Sample size in terms of NCBI ids and metadata ids

The size of samples with NCBI ids spans 3 orders of magnitude. There is a peak of 390 samples with 94 NCBI ids. Fifty percent of the samples have less than 500 NCBI ids.

Association score

The score of Lars for MGnify uses the background of terms to normalize the intersection of the associations. The plot of the number of associations against the score value shows a very dense area until score=5 (mean=4.5, median=2.5 and 3rd quantile=5.2) with a maximum of ~100. Also in cases where the background of metadata is 1 the score is 2 which is very high. Statistically it would be preferable to spread the score distribution across it's range of values, reduce oversampling and undersampling biases.

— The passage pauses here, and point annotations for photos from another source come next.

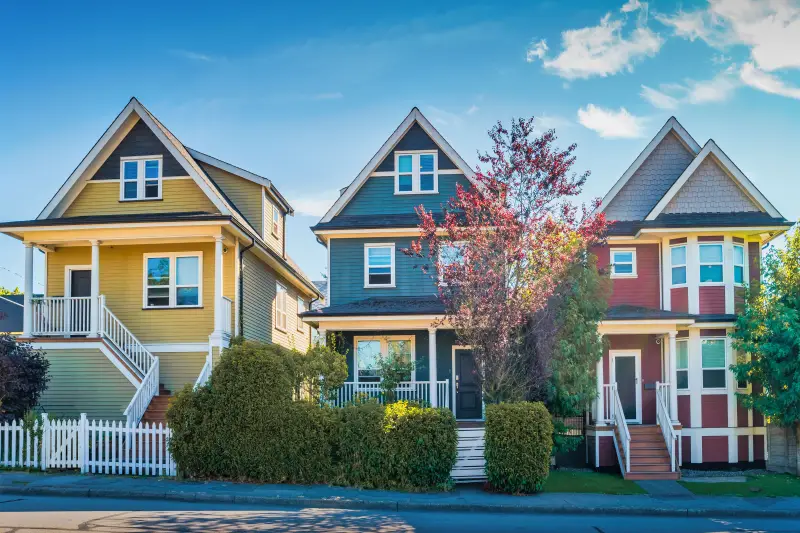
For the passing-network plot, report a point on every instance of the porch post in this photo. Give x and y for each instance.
(432, 367)
(673, 376)
(27, 311)
(94, 303)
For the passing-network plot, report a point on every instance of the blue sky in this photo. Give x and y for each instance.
(305, 94)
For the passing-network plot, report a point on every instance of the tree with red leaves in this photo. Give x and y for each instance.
(501, 248)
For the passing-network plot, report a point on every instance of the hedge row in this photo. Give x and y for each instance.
(245, 425)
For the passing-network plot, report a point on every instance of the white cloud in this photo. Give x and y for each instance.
(758, 79)
(611, 124)
(658, 98)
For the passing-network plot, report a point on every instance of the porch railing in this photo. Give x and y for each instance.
(418, 391)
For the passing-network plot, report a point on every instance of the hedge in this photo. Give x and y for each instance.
(519, 441)
(245, 425)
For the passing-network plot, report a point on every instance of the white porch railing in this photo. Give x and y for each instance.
(61, 316)
(664, 421)
(409, 390)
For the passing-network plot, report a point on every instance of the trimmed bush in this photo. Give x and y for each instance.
(519, 441)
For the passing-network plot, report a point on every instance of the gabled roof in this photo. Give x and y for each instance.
(671, 126)
(729, 167)
(415, 116)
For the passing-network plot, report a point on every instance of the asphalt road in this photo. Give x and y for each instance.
(20, 514)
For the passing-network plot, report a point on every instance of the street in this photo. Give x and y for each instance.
(39, 513)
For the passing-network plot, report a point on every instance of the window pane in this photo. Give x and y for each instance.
(151, 169)
(404, 164)
(131, 171)
(710, 273)
(188, 296)
(187, 270)
(678, 255)
(405, 182)
(678, 275)
(714, 379)
(711, 253)
(158, 271)
(713, 352)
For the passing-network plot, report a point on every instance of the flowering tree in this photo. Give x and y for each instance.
(501, 248)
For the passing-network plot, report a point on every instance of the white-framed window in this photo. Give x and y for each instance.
(173, 280)
(682, 364)
(678, 263)
(623, 263)
(714, 361)
(301, 308)
(738, 264)
(416, 172)
(140, 178)
(280, 307)
(379, 265)
(369, 349)
(711, 270)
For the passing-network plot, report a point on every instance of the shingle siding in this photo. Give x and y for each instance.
(651, 181)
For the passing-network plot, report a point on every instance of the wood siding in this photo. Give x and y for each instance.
(85, 381)
(102, 198)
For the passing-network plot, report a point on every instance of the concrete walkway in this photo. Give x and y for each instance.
(463, 498)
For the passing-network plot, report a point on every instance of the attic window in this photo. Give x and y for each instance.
(140, 178)
(416, 172)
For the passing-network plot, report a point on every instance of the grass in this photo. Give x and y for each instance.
(770, 485)
(590, 482)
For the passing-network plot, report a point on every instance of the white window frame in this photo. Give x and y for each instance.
(415, 173)
(367, 247)
(631, 251)
(701, 264)
(678, 265)
(140, 179)
(384, 341)
(173, 280)
(281, 307)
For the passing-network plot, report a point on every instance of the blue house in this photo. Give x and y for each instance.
(381, 301)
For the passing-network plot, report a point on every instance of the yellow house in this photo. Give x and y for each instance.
(155, 256)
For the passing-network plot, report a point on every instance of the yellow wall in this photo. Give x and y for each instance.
(102, 198)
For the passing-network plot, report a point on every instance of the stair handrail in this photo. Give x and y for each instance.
(664, 421)
(618, 417)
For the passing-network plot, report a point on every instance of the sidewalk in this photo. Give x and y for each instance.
(463, 498)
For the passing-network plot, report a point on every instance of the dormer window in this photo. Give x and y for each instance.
(416, 172)
(140, 178)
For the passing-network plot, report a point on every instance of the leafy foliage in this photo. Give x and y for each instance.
(23, 377)
(519, 440)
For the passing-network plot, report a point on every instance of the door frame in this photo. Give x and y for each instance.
(637, 355)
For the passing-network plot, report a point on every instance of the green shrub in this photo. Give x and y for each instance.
(519, 440)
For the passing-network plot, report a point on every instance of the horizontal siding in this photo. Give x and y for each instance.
(377, 197)
(347, 272)
(102, 198)
(85, 381)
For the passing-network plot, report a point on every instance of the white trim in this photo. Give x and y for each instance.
(367, 284)
(173, 280)
(414, 116)
(672, 125)
(727, 165)
(637, 355)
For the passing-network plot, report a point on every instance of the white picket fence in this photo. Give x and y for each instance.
(96, 446)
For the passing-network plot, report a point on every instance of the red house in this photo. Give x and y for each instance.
(686, 239)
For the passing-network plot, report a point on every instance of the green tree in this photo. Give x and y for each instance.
(769, 330)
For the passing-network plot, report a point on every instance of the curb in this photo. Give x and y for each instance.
(391, 505)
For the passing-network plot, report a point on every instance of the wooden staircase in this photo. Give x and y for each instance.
(649, 454)
(156, 412)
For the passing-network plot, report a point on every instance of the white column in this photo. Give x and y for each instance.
(432, 366)
(27, 313)
(673, 376)
(94, 304)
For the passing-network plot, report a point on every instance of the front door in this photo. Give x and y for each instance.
(627, 375)
(468, 391)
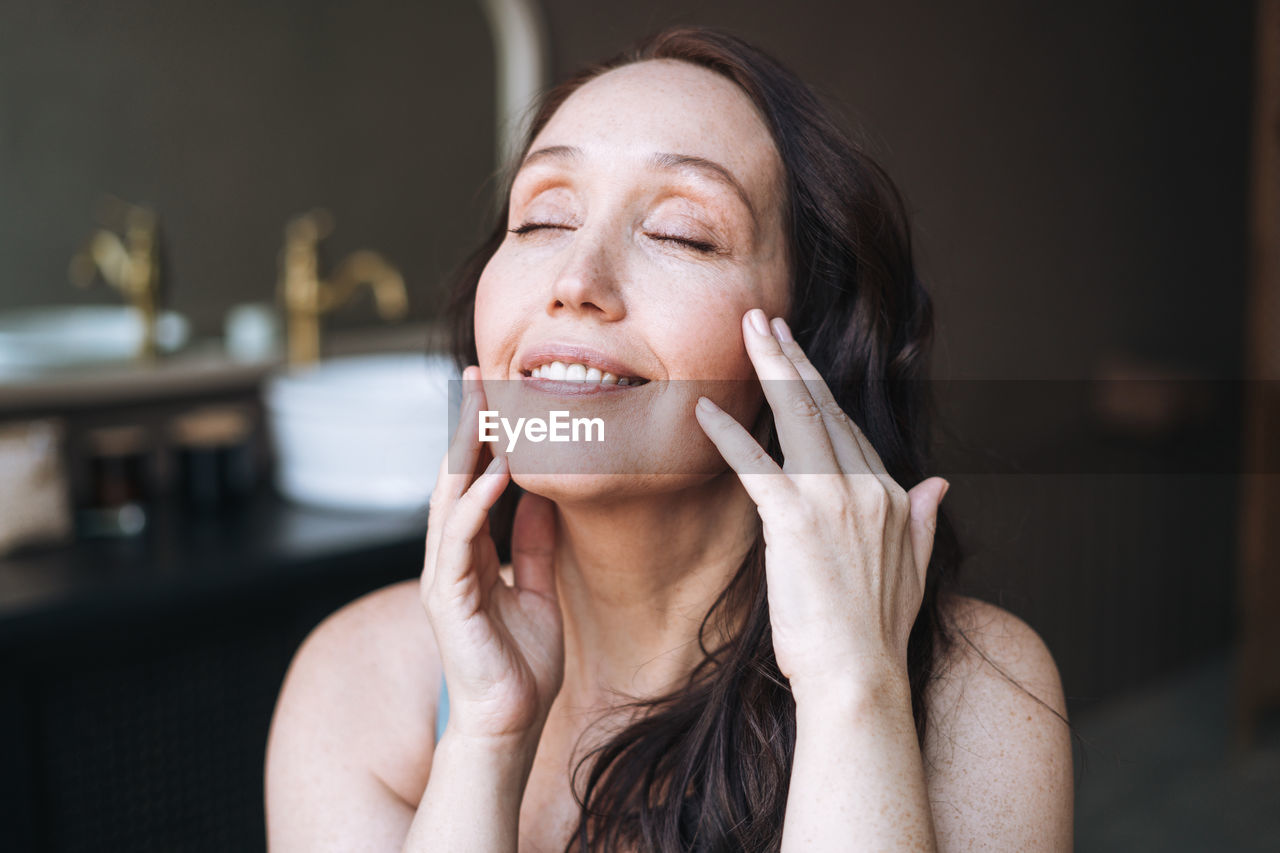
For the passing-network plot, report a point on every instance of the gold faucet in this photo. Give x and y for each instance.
(306, 296)
(131, 265)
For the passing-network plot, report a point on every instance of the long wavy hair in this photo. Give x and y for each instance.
(707, 767)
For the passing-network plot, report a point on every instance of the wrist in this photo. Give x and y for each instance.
(502, 763)
(867, 689)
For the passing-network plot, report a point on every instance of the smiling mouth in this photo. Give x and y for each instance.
(580, 374)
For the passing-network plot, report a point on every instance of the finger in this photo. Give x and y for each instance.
(465, 450)
(796, 416)
(457, 468)
(465, 523)
(926, 498)
(839, 424)
(762, 478)
(533, 544)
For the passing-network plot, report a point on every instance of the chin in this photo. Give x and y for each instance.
(602, 477)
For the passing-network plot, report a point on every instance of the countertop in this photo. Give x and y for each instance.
(191, 560)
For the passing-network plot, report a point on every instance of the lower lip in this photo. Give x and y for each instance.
(576, 388)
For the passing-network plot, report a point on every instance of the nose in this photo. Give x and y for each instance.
(589, 281)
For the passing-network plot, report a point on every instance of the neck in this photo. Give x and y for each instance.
(636, 578)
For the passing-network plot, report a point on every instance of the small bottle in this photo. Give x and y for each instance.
(117, 482)
(215, 464)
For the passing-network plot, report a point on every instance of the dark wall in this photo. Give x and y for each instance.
(1078, 176)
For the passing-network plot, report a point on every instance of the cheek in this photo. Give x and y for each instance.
(493, 313)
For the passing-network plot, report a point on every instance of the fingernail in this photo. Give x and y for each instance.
(781, 332)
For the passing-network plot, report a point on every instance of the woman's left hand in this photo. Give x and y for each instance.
(846, 547)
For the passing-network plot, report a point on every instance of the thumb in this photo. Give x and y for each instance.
(926, 498)
(533, 544)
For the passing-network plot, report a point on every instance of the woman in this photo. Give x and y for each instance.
(726, 651)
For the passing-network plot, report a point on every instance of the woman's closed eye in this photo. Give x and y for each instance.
(702, 246)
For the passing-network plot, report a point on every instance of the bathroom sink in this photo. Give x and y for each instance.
(361, 432)
(36, 340)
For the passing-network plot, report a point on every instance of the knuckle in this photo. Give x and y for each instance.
(804, 406)
(832, 411)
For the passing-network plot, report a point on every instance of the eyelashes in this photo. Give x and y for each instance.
(699, 246)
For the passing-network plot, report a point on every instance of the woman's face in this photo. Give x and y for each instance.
(645, 220)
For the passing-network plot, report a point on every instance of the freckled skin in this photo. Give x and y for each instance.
(670, 310)
(352, 762)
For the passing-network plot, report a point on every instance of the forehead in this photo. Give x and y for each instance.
(670, 106)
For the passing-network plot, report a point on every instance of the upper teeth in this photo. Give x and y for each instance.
(576, 372)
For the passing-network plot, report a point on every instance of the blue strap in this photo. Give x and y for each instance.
(442, 711)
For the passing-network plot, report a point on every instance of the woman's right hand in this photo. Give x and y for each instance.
(502, 646)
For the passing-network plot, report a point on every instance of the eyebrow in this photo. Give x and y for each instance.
(666, 162)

For these reasons we implemented a different score, mutual information (MI). MI is a measure of the dependence between the two random variables and is insensitive to the size of the data sets. In addition, MI is zero if and only if the two random variables are strictly independent (Mutual Information between Discrete and Continuous Data Sets).

The distribution of MI is more spread across associations compared with the previous score. Is it more relevant? This is the next thing to explore.